Sentimmo un gran fracasso di cingoli. Ci fu un combattimento: morte tutte le guardie del lager e un soldato russo. Ma dopo qualche ora tornarono altri tedeschi. C'era una grande confusione. Erano in tre o quattrocento, armati fino ai denti, e ci misero in cammino fino ad un ponte sulla ferrovia. Due giorni di marcia. Poi ci fecero scendere in una specie di fossa: sopra una quarantina di soldati. E iniziarono a sparare.

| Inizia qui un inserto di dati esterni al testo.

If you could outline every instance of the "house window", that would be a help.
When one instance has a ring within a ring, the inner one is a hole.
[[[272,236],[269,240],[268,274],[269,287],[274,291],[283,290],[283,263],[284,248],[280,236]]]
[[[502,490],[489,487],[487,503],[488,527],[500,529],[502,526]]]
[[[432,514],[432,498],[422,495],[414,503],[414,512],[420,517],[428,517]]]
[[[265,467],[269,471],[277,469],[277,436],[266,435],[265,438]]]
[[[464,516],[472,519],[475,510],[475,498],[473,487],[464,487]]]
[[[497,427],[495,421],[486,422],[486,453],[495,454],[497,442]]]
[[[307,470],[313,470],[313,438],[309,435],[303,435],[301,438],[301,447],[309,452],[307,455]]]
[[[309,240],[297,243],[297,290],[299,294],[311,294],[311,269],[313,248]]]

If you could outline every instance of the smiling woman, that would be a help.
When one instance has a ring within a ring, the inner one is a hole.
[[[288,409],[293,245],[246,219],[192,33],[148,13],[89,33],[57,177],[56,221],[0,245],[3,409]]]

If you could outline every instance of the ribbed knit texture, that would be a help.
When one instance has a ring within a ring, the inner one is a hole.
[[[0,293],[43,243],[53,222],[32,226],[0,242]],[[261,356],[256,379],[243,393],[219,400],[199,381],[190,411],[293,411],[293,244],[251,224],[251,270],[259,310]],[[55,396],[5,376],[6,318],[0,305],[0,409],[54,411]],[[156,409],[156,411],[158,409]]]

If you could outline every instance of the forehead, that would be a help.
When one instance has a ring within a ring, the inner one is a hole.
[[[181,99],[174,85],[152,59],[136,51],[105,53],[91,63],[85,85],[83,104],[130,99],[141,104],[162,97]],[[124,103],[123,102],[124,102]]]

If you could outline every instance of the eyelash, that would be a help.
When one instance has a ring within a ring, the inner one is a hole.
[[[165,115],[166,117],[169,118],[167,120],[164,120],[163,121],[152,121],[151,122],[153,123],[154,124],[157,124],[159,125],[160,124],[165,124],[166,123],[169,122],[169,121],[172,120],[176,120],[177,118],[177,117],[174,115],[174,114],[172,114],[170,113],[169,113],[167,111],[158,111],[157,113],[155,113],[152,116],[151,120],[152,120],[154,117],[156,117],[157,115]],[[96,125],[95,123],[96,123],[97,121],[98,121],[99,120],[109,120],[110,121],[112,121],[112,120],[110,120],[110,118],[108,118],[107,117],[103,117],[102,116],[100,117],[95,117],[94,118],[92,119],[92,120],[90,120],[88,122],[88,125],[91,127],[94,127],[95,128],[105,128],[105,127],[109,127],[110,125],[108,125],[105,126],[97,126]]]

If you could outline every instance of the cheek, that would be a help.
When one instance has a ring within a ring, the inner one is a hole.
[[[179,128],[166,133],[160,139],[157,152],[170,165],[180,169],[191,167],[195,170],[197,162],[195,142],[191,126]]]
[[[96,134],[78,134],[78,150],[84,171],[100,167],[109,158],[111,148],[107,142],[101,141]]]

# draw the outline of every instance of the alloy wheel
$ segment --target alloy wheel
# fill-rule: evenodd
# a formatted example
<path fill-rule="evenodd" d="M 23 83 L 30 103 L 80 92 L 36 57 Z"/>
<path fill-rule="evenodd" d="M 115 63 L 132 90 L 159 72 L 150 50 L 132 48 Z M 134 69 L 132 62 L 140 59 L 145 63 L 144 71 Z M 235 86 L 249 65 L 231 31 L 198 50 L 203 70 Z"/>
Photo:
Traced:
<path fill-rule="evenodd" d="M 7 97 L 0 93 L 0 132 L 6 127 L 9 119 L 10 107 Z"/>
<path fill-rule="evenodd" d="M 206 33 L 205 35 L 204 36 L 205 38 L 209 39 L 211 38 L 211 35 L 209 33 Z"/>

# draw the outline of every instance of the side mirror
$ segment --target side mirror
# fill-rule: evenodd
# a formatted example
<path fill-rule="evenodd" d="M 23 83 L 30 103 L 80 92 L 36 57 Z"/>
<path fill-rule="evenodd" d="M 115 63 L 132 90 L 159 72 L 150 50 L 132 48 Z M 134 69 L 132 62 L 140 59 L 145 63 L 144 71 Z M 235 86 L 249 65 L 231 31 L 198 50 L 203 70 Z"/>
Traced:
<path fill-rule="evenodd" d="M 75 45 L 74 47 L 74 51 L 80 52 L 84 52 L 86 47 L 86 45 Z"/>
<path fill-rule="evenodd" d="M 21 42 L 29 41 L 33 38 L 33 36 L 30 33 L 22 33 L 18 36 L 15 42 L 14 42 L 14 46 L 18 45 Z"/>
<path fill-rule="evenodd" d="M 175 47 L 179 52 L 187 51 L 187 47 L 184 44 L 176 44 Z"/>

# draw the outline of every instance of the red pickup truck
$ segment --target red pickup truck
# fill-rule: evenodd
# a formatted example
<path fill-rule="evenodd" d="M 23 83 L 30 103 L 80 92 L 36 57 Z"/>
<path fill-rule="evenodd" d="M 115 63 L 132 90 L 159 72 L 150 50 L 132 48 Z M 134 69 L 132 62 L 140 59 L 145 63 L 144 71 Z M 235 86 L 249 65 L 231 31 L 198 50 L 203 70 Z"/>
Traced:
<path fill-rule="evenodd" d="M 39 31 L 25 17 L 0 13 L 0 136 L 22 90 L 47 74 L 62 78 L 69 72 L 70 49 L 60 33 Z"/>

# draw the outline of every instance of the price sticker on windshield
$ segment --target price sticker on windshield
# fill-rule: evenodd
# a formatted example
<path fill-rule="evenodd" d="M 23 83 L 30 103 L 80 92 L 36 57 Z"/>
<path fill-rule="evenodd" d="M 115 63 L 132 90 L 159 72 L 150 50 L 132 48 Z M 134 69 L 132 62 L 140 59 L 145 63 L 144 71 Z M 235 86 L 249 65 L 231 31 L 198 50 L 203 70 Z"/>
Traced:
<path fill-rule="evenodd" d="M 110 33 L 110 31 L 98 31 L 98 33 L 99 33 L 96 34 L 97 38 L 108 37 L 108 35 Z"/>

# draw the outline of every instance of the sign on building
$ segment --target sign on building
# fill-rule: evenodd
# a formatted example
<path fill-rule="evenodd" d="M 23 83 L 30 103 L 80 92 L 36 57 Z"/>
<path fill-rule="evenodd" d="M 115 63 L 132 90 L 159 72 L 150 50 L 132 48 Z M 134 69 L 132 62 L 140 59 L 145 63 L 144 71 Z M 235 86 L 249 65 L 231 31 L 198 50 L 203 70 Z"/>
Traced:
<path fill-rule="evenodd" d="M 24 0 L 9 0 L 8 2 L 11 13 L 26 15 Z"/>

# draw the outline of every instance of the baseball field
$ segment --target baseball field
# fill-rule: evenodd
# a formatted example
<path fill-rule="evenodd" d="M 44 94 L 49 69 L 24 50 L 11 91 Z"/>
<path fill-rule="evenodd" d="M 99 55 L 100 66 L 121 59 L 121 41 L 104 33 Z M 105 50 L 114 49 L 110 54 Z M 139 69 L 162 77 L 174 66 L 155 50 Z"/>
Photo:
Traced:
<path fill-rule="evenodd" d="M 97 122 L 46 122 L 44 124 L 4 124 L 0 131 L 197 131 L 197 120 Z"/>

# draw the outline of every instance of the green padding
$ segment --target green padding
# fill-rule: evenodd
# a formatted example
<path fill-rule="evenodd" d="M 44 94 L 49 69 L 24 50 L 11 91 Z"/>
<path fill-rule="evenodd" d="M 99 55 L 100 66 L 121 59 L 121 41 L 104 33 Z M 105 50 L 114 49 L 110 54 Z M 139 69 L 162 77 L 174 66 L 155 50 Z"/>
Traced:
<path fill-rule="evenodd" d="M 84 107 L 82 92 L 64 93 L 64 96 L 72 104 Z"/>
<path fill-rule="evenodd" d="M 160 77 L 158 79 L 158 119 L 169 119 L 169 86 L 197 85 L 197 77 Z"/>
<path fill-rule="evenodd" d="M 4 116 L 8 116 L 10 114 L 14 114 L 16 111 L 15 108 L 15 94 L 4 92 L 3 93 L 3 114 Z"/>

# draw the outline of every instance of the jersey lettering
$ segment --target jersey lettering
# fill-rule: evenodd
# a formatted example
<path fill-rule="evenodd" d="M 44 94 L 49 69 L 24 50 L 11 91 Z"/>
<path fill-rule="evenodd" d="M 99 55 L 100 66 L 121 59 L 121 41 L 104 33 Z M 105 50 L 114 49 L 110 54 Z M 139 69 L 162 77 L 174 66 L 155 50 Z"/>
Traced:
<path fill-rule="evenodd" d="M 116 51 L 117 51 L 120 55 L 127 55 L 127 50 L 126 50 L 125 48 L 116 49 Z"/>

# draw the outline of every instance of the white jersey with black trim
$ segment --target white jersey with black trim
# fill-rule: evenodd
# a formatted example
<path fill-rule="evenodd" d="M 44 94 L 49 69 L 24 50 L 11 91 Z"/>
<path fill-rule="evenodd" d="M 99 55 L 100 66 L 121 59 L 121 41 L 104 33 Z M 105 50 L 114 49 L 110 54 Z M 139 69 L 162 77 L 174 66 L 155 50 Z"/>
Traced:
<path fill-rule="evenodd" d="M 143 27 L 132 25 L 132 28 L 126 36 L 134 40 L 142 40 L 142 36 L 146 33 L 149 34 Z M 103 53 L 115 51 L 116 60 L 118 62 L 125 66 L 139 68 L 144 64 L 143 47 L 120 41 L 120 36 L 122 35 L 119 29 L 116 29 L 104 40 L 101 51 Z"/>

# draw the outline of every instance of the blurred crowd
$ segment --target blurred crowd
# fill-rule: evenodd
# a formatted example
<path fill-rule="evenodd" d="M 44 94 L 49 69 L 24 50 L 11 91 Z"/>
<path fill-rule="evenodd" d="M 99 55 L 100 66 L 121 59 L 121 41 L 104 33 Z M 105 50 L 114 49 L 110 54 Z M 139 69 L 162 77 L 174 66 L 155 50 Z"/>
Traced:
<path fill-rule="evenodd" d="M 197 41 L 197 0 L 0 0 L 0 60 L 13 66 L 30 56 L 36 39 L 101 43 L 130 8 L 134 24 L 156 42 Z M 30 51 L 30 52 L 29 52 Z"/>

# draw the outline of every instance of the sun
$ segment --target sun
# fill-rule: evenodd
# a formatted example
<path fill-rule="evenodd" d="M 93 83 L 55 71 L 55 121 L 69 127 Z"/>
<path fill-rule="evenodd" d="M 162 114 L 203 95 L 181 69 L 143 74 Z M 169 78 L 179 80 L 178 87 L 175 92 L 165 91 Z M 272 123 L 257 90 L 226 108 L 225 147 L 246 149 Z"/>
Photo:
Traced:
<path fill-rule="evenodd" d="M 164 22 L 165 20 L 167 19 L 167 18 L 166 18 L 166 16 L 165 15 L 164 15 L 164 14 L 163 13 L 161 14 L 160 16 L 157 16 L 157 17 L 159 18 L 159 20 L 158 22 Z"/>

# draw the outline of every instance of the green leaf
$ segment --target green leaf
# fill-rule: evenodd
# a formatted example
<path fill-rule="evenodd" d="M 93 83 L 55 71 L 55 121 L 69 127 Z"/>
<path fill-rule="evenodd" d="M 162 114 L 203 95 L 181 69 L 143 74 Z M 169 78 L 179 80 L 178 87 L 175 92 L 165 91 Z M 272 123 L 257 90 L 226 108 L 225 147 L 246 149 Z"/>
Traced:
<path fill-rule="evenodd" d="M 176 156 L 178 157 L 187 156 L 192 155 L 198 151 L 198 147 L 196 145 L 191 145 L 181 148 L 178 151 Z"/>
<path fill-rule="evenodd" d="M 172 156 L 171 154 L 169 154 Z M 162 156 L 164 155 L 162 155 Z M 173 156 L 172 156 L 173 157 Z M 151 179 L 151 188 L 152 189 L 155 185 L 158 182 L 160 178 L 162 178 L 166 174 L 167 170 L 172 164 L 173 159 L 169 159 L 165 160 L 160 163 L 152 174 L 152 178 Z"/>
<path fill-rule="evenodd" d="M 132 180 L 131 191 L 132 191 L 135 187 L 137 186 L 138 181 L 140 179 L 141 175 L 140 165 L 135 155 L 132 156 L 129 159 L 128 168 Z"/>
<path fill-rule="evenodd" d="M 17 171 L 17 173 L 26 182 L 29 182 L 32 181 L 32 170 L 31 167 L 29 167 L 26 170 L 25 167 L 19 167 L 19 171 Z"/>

Di sicuro pensasti che fosse la fine

Una scarica di mitra mi passò sopra i capelli ed un secondo mi forò la manica del cappotto. Io ero in mezzo alla fila: altri compagni mi caddero addosso e così mi salvai. Chi rimaneva ferito invocava la mamma e i tedeschi inveivano dicendo: "Dimmi dov'è che vado a trovarla". Lo capivo perché in quei mesi un po' di tedesco l'avevo imparato. Dopo aver smesso di sparare dissero anche: "Diamogli fuoco con la benzina". Pensai allora di uscire e farmi sparare. Poi un altro soldato per rispose: "La benzina no, serve per i carri armati. Passiamogli sopra con i cingoli". "No fece eco un altro non possiamo sprecare così il carburante". E così decisero solo di sotterrarci. La terra era soffice, era piovuto. Così io riuscii a lasciare un po di spazio per respirare".

Quanto sei rimasto così?

Dalla sera verso le sei fino all'alba. Poi, dopo ore che non si sentivano più voci e rumori, uscii. E come me fecero altri due: Edo di Chiaravalle e un altro di Ascoli Piceno. Gli unici tre superstiti su 130 soldati, tutti e tre illesi. Da allora siamo sempre rimasti in contatto. Con Edo ogni anno il 23 aprile festeggiavamo la 'rinascita', il nostro compleanno. Lui ha sempre parlato, da subito. Poi dieci anni fa sono morti.

E poi?

Ci rifugiammo la mattina in un boschetto lì vicino. Incontrammo un gruppo di soldati tedeschi disertori. Decidemmo di andare nella direzione opposta. Ci imbattemmo poi nei russi: un ufficiale era stato a studiare a Roma e parlava italiano. Eravamo pieni di sangue e terra. Ci fecero lavare e ci diedero indumenti nuovi. Io avevo preso la scabbia: dopo un po' di giorni sparì. Ci lasciarono liberi e ne approfittai per ripassare dal campo a prendere alcuni documenti dei compagni di stanza morti. Per portarli in Italia. Quando ad un certo punto mi imbatto nel paese nella ragazza tedesca che in fabbrica ci offendeva di continuo. Si mise in ginocchio pregandomi di non denunciarla ai russi. La lascia andare, forse feci male. Il 12 settembre 1945, più di quattro mesi dopo, finalmente tornammo in Italia. E dopo otto mesi ancora di Marina, prima del congedo, tornai a fare il mio lavoro in ferrovia.